HLA-DR(hi) and CCR9 Define a Pro-Inflammatory Monocyte Subset in IBD

Clin Transl Gastroenterol. 2012 Dec 20;3(12):e29. doi: 10.1038/ctg.2012.23.


Objectives: It has been demonstrated that circulating monocytes relocate to the intestinal mucosa during intestinal inflammation, but the phenotype and inflammatory mechanisms of these monocytes remain poorly understood. Here, we have investigated blood monocytes expressing high levels of HLA-DR and CCR9 in patients with inflammatory bowel disease (IBD).

Methods: Fifty-one patients with mild to severe ulcerative colitis (UC; n=31; UC-DAI 3-12) or Crohn's disease (CD; n=20; Harvey-Bradshaw indices (HBI) 2-16) were included together with 14 controls, during IBD therapy for four consecutive weeks. The frequency of CD14(+)HLA-DR(hi) monocytes was monitored weekly in peripheral blood, using flow cytometry. The surface phenotype and cytokine profile of these monocytes were established using flow cytometry and real-time PCR. Clinical parameters were assessed weekly in all patients.

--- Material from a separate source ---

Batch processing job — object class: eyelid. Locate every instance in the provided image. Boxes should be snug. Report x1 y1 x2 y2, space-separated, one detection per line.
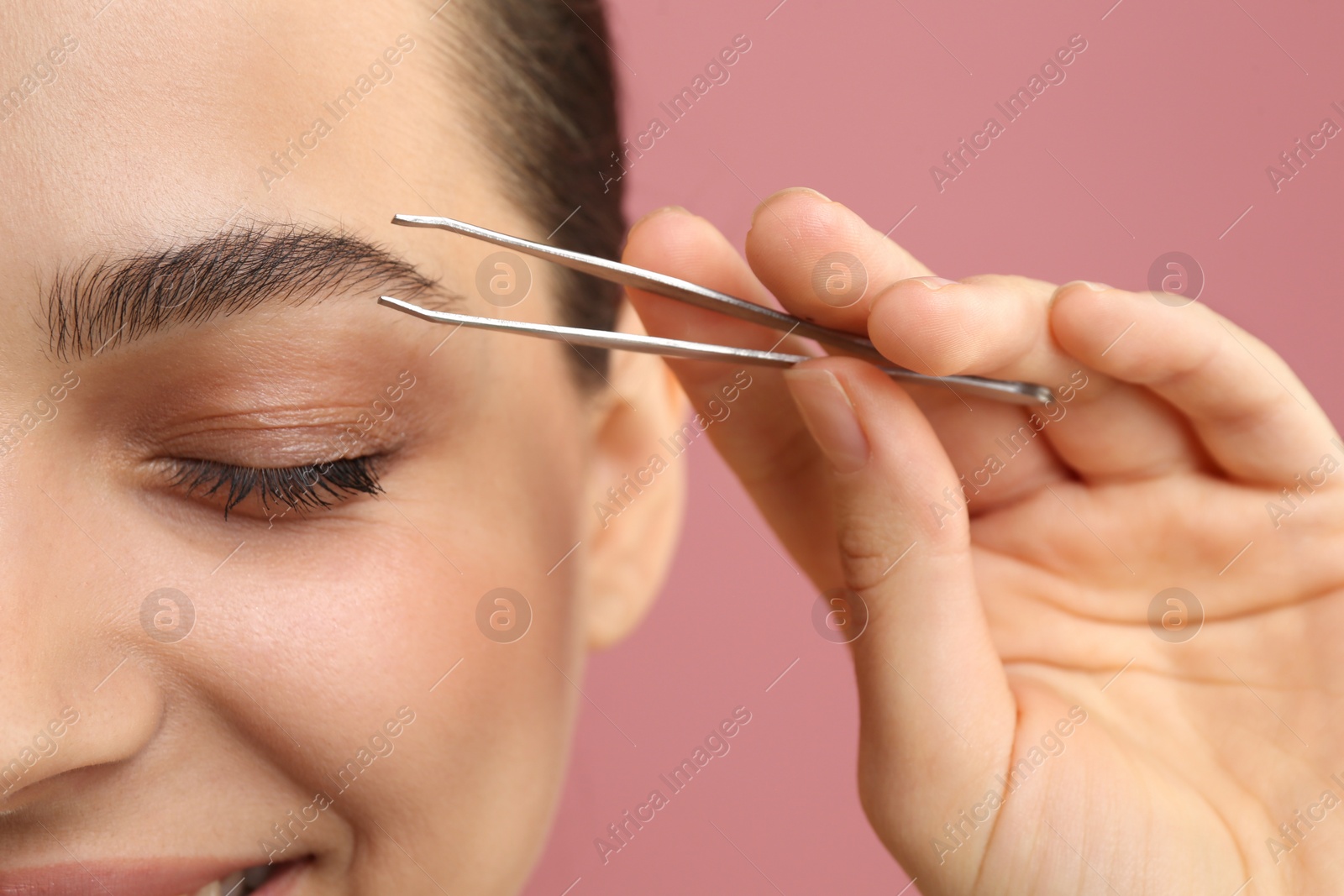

Results: The frequency of circulating CD14(+)HLA-DR(hi) monocytes was significantly higher in IBD patients with moderate to severe disease compared with healthy controls (P<0.001). During treatment with corticosteroids and granulocyte/monocyte apheresis, the proportion of circulating CD14(+)HLA-DR(hi) monocytes was significantly reduced. CD14(+)HLA-DR(hi) monocytes produced high levels of inflammatory mediators, such as tumor necrosis factor (TNF)-α, and expressed the gut-homing receptor CCR9. Furthermore, we found that the CCR9 ligand, CCL25/TECK, was expressed at high levels in the colonic mucosa in IBD patients with active disease.

Conclusions: CD14(+)HLA-DR(hi) blood monocytes were increased in patients with active IBD. These monocytes exhibit a pro-inflammatory, gut-homing phenotype with regard to their TNF-α production and expression of CCR9. Our results suggest that these monocytes are important in mediating intestinal inflammation, and provide potential therapeutic targets in IBD.